Poor Nancy Clench is on a hiding to nothing on a Sunday evening in the Charteris Centre, fulfilling Just the Tonic duties as the Nucleus this year. Not only does the ‘Sub-Atomic’ Room’ suggest ‘speeding awareness course’ a lot more loudly than it screams cabaret, but Clench’s show, heavily predicated on audience participation is somewhat sparsely attended. That said, it does provide a perfect moment that could only happen at the Fringe.

Clench (the alter-ego of Nathan Sparling) is a bigger-than-life presence. 6’5″, and with a brashness to match, she’s full of tales about her stint as a doctors’ receptionist during the Pandemic and her own medical woes. Most of these stories seem to involve a heroic/suicidal intake of alcohol, which leads to the comedy gods stepping in.

In the most incongruous case of audience and performer one could hope to see at the Fringe, the front row is made up of four Muslim women. Not for one second would one claim that this should be any barrier to enjoying a drag show, yet the sight of Clench’s tales of inebriated debauchery meeting polite bemusement is compelling in itself.
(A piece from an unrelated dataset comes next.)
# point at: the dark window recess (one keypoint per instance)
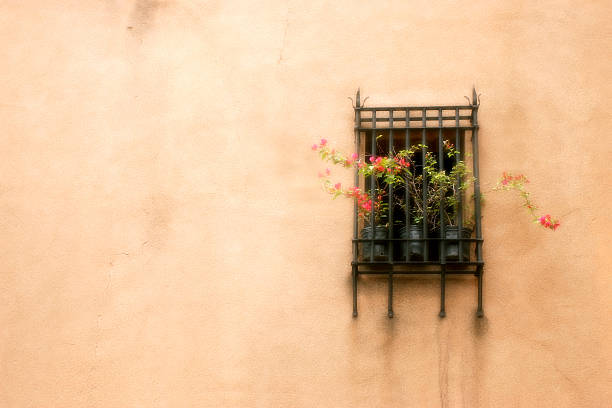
(399, 245)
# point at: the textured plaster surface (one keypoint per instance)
(165, 242)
To her immense credit, Clench is undeterred and does everything she can to get the women involved, probably due to a lack of other options. Yet the culture clash is too great; the effect like trying to breach a fortress with a custard pie trebuchet. Eventually the situation powers all the way through funny, and ends up in the realms of the painful.

Clench’s tales of her misadventures become a little wince-inducing too. Lamenting she can no longer wear heels due that most Dionysian of ailments, gout, she’s off on yet another story of another bender; making a valiant effort to drink a package holiday dry, or downing eighteen shots in 30 seconds during a show. You begin to worry for her well-being. Again, this material may play well with a busy, rambunctious audience on a Friday or a Saturday but to a spartan – and clearly sober – audience it comes across as much darker and confessional, and more than a little uncomfortable.

Given the right circumstances, Nancy Clench is clearly a garrulous raconteur, but unfortunately nothing slots into place this evening. The venue feels wrong, the audience is too sparse – and too teetotal – for the hedonistic material to land, and the stories themselves begin to feel bleakly cyclical. All credit to Clench for refusing to be anything other than all guns blazing in adverse conditions, but this is just one of those nights.